Italian interest in the BRI was initially sparked by a combination of economic and geopolitical considerations. Italy was looking for ways to increase access to China's sizable market and find new business opportunities after suffering through several recessions quickly. Italy, which felt a bit left out in Europe and harboured misgivings about the European Union, regarded China as a potential partner to meet its investment demands. In an effort to attract Chinese interest and investments, the country used its political influence to join with the BRI.

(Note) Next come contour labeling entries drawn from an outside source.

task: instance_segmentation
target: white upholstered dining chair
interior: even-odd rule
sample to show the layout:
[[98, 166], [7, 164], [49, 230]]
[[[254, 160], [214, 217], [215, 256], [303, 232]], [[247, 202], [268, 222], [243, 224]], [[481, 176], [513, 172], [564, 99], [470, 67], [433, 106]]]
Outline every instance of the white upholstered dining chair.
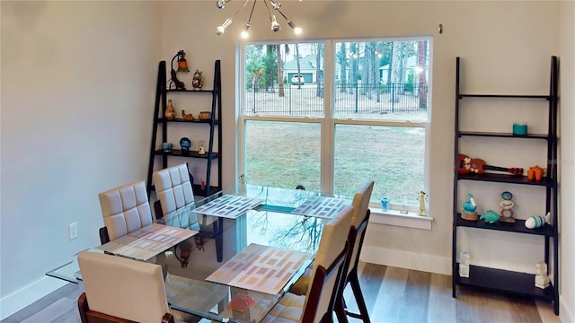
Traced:
[[118, 256], [78, 254], [84, 292], [78, 298], [83, 323], [193, 321], [168, 306], [162, 267]]
[[143, 180], [102, 192], [98, 197], [104, 220], [100, 229], [102, 244], [154, 222]]
[[[366, 307], [366, 302], [359, 286], [359, 279], [358, 276], [358, 263], [359, 262], [359, 254], [361, 253], [361, 246], [366, 235], [367, 223], [369, 221], [369, 200], [374, 188], [374, 181], [366, 181], [353, 196], [353, 216], [351, 220], [351, 227], [349, 229], [349, 252], [348, 252], [346, 259], [346, 272], [342, 278], [342, 286], [339, 291], [339, 295], [335, 303], [335, 312], [340, 322], [347, 322], [347, 316], [354, 319], [359, 319], [364, 322], [370, 322], [369, 314]], [[296, 294], [304, 294], [306, 292], [311, 284], [311, 271], [305, 274], [294, 284], [290, 292]], [[343, 298], [343, 291], [348, 284], [351, 286], [353, 296], [355, 297], [359, 313], [353, 313], [348, 310]]]
[[263, 323], [332, 322], [341, 284], [348, 235], [353, 208], [348, 208], [323, 227], [312, 267], [312, 280], [305, 295], [287, 292], [262, 320]]
[[190, 216], [173, 216], [195, 205], [189, 171], [188, 164], [181, 163], [154, 172], [154, 185], [158, 197], [154, 210], [156, 218], [162, 216], [169, 218], [172, 222], [169, 224], [172, 226], [199, 231], [198, 216], [195, 214], [182, 213]]

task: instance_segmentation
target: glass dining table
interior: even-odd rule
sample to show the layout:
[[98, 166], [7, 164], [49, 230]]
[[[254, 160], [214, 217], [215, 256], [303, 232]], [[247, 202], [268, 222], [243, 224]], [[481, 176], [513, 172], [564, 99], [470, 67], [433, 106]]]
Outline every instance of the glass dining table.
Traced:
[[[147, 261], [162, 266], [172, 309], [206, 320], [259, 322], [313, 261], [323, 223], [350, 204], [301, 189], [227, 188], [157, 219], [198, 233]], [[78, 268], [74, 259], [47, 275], [81, 284]]]

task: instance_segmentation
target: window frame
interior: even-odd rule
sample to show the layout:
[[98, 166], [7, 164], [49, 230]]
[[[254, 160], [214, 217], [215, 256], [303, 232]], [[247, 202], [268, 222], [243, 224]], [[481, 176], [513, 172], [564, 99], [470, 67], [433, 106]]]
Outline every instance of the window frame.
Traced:
[[[338, 118], [333, 117], [333, 109], [335, 108], [335, 70], [336, 65], [336, 45], [342, 42], [370, 42], [370, 41], [412, 41], [425, 39], [428, 41], [429, 53], [429, 77], [428, 77], [428, 109], [427, 119], [425, 121], [393, 121], [384, 119], [371, 119], [361, 118]], [[245, 47], [250, 45], [273, 45], [273, 44], [309, 44], [323, 43], [324, 48], [323, 56], [323, 117], [294, 117], [294, 116], [270, 116], [270, 115], [252, 115], [245, 114], [245, 100], [246, 92], [242, 91], [245, 89]], [[430, 127], [431, 127], [431, 109], [432, 109], [432, 75], [433, 75], [433, 37], [432, 36], [418, 36], [418, 37], [376, 37], [376, 38], [346, 38], [346, 39], [298, 39], [293, 40], [260, 40], [260, 41], [242, 41], [239, 42], [236, 48], [236, 120], [238, 128], [236, 166], [238, 173], [244, 173], [246, 161], [246, 143], [245, 143], [245, 123], [248, 120], [257, 121], [282, 121], [282, 122], [306, 122], [319, 123], [321, 127], [321, 173], [320, 185], [323, 192], [332, 193], [334, 185], [334, 157], [335, 157], [335, 128], [337, 125], [358, 125], [358, 126], [383, 126], [383, 127], [422, 127], [425, 129], [425, 152], [424, 152], [424, 182], [423, 188], [429, 192], [429, 157], [430, 157]], [[289, 81], [289, 80], [288, 80]], [[360, 183], [359, 183], [360, 184]], [[358, 185], [359, 185], [358, 184]], [[428, 197], [429, 196], [428, 195]], [[371, 196], [370, 207], [380, 208], [379, 196]], [[400, 210], [402, 205], [390, 204], [390, 209]], [[407, 205], [409, 212], [417, 212], [419, 203]]]

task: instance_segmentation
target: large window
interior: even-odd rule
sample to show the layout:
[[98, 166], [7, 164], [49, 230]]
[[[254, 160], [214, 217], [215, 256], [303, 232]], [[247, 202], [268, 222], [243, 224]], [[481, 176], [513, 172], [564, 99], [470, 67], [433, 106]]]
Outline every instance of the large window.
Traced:
[[240, 167], [248, 182], [419, 205], [426, 190], [431, 39], [242, 47]]

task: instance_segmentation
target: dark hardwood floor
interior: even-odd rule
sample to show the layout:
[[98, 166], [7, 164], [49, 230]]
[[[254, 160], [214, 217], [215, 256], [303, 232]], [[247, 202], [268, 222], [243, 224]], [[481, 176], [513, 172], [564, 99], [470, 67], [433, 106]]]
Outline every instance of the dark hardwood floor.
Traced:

On the other hand, Chinese President Xi Jinping has his own motivations for courting Italy. Due to China's historical importance at the end of the Silk Road, Xi was able to match the success and worldwide effect of his most important foreign policy project. Furthermore, Italy's sizable Chinese population and pre-existing trade ties offered China fertile ground to take root in Europe and maybe rip a hole in the EU. However, the BRI experience in Italy has not gone as planned.

Although the country signed a number of institutional agreements with China as part of the effort, these accords did not significantly alter the course of Italy-China economic relations. and Chinese exports to Italy increased dramatically and Italian exports to China only slightly increased, the promised economic gains were never realised. Furthermore, Chinese investments in other European countries outpaced those in Italy, even after the latter's BRI participation.

Italy is rethinking its participation in the BRI due to its disappointment with the economic results. Italy's decision to join the BRI has been officially referred to as a "big mistake" by Prime Minister Giorgia Meloni, who has stated her intention to reverse the decision. Italy has been forced to reconsider its strategic stance due to the lack of concrete benefits and rising transatlantic agreement over the dangers posed by China.

This strategic re-evaluation is a result of China's changing image in Europe. China's forceful behaviour and its backing of Russia in the Ukraine war have caused European nations to re-evaluate their relations with China, which is now seen more as an adversary than a partner. It is currently believed that China's goal to restructure the international order is demonstrated by the BRI, which was originally perceived as a vehicle for economic cooperation.

The BRI's prospective termination by Italy has wider geopolitical ramifications. Reduced economic reliance on China, closer ties with the US, and upholding peace and stability in places like Taiwan are the top priorities for European nations. Other nations have reconsidered their participation in the BRI due to its shifting dynamics, and Italy's withdrawal from the project may be indicative of a wider trend.

Italy's decision to withdraw from the BRI is less about achieving economic goals and more about adjusting to the changing global environment as geopolitics once again takes centre stage and China's intentions are subject to increased scrutiny. This change emphasises how complicated international relations are and how important it is for countries to match their strategic objectives with evolving conditions.